The evidence for investment, however, could not be more robust: investing in mental health offers one of the highest returns in global health. The WHO and World Bank estimate that every dollar spent on mental health yields four dollars in improved health and productivity. Beyond this measurable return, the ripple effects are even greater: healthier workforces, better educational outcomes, reduced healthcare costs from untreated physical conditions and fewer burdens on social services and systems. Cru-cially, supporting mental health also has intergenerational benefits, improving child development and breaking cycles of disadvantage.
If we are to disrupt this pattern, mental health giving must be reframed as compelling, urgent and aspirational. That means creating national visibility campaigns with powerful symbols, high-profile events and respected ambassadors so that giving towards mental health feels impactful and worthy.
It also means channelling funds into evidence-based interventions — such as task-shifting programmes that enable front-line health workers to deliver basic care, mental health literacy initiatives that raise awareness and quality suicide helplines that provide immediate support. Businesses, too, must become partners in this effort by investing in wellness programmes not only as a matter of corporate responsibility but as a sound economic strategy that directly boosts productivity and talent retention. And finally, philanthropy must be made collective: pooled funds and endowments can offer visibility, scale and sustainability, reassuring donors that they are contributing to a larger national movement.

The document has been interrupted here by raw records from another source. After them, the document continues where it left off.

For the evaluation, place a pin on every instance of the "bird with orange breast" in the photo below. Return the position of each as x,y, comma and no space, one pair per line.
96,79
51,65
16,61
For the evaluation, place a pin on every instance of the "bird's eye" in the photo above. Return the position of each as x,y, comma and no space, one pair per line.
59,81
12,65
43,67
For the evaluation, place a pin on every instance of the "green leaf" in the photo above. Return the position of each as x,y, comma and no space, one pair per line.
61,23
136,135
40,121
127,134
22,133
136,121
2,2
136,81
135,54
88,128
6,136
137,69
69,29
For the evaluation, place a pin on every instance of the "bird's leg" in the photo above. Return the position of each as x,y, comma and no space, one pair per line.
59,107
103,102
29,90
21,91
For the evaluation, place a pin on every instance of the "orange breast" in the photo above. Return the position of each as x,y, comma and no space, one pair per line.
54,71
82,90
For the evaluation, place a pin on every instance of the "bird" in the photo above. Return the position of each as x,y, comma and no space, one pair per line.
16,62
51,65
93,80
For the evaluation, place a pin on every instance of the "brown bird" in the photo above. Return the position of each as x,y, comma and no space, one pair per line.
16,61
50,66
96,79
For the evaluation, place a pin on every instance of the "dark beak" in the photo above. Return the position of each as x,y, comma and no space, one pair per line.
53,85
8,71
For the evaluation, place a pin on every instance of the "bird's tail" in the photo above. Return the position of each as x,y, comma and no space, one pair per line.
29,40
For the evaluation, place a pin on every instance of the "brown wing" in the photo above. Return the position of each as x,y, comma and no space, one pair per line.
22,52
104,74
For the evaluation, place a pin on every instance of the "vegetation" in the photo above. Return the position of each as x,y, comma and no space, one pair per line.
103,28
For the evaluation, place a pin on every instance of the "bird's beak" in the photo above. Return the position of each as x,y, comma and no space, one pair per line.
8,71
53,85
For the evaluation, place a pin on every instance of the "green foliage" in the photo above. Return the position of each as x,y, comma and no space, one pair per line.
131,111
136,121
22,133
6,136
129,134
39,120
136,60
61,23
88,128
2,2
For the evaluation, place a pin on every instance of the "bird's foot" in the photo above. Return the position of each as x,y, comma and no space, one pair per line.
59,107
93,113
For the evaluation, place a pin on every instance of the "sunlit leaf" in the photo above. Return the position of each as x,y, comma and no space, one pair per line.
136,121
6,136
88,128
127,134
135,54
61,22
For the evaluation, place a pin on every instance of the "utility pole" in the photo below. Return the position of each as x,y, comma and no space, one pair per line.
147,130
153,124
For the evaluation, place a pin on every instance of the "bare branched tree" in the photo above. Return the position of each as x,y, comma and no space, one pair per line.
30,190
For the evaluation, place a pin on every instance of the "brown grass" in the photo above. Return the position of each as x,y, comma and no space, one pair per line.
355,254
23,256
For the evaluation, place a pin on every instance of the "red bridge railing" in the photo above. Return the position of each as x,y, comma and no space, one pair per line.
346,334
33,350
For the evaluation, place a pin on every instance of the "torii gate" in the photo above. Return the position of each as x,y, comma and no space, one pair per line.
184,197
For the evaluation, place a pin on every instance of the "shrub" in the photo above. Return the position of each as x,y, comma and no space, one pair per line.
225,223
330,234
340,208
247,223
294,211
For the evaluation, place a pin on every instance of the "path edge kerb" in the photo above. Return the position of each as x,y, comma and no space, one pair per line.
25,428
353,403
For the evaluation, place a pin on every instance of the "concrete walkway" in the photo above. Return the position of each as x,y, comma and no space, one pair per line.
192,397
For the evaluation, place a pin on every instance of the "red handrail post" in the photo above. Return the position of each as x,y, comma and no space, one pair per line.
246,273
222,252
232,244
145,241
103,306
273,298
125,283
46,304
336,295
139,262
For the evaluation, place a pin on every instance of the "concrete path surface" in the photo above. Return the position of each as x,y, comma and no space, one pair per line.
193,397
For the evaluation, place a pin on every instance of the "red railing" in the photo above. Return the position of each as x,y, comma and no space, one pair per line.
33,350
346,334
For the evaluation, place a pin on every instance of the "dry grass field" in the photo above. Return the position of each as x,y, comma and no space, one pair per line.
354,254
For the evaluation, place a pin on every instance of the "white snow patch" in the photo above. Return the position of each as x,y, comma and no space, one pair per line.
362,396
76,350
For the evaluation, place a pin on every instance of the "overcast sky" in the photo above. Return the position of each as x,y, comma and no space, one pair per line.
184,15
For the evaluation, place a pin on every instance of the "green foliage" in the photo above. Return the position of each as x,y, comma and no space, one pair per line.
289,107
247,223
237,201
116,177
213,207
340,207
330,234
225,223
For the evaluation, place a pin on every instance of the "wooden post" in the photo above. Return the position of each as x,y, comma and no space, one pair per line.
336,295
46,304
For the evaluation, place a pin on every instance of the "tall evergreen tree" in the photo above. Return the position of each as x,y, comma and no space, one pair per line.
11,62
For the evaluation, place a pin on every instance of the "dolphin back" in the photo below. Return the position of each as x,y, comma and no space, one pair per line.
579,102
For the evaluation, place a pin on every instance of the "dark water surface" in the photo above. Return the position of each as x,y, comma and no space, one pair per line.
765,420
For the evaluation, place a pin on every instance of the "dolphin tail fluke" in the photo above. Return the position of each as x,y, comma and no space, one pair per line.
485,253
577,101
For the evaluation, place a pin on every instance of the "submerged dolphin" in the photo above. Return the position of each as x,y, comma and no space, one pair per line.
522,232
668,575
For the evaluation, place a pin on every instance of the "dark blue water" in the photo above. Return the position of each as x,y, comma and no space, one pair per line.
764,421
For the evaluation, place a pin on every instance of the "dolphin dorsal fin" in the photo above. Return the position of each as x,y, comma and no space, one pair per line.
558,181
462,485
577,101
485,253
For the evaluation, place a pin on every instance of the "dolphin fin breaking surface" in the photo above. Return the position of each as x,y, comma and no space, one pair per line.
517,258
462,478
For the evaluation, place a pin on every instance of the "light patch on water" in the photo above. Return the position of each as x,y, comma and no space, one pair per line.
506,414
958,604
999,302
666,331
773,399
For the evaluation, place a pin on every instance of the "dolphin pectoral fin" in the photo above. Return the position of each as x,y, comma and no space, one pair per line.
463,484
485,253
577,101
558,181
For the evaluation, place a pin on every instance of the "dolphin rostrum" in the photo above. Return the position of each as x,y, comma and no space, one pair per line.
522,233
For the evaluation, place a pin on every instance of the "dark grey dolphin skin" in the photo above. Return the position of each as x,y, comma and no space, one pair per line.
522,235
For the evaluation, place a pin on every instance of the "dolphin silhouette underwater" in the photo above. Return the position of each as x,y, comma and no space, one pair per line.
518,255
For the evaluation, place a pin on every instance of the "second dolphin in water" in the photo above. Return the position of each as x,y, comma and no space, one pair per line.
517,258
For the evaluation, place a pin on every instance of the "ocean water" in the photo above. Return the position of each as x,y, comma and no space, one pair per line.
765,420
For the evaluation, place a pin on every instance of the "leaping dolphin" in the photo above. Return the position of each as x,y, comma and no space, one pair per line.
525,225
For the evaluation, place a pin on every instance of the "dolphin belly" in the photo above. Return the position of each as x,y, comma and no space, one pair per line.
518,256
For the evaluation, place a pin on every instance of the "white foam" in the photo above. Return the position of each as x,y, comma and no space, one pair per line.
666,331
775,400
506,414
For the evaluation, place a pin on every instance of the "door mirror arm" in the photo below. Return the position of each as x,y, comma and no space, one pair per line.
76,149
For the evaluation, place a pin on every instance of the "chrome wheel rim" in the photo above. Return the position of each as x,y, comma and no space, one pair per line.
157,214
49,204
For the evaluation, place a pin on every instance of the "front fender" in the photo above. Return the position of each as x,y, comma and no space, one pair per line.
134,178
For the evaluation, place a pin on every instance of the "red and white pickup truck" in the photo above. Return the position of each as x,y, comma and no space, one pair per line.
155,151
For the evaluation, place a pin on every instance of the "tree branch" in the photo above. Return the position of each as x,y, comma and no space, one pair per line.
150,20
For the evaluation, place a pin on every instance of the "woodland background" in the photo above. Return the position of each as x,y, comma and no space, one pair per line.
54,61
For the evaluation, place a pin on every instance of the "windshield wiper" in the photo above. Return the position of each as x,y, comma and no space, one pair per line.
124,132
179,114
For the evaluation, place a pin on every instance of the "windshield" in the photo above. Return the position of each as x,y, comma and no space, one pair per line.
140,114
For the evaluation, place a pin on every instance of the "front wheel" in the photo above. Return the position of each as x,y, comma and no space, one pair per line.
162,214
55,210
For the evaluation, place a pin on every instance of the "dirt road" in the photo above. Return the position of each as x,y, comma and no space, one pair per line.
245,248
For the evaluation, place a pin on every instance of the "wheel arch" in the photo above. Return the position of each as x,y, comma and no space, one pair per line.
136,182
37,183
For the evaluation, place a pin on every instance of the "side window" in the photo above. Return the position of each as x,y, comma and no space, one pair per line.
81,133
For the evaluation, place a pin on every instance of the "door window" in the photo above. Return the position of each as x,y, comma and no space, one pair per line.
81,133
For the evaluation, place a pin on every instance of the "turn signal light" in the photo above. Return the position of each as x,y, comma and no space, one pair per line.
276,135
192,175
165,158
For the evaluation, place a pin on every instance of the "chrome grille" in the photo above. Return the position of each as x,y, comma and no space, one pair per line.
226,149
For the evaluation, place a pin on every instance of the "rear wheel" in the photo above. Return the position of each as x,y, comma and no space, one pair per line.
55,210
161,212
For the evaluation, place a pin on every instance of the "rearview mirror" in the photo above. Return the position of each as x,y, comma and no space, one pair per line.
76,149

Philanthropy has always had the power to change narratives. It did so for education, for healthcare, for poverty alleviation. It can do the same for mental health, but only if donors are willing to overcome stigma and embrace the truth, that investing in minds is urgent and imperative. Each individual who speaks up matters, and each rupee raised helps: it brings hope, momentum and courage to the space.
With one in four Pakistanis suffering from a mental health disorder, this is not a hidden issue. It touches every family, every workplace and every community. Continuing to ignore is not only myopic. It is shameful.
The writer is a consultant child, adolescent and adult psychiatrist and founder & CEO at Synapse Pakistan Neuroscience Institute.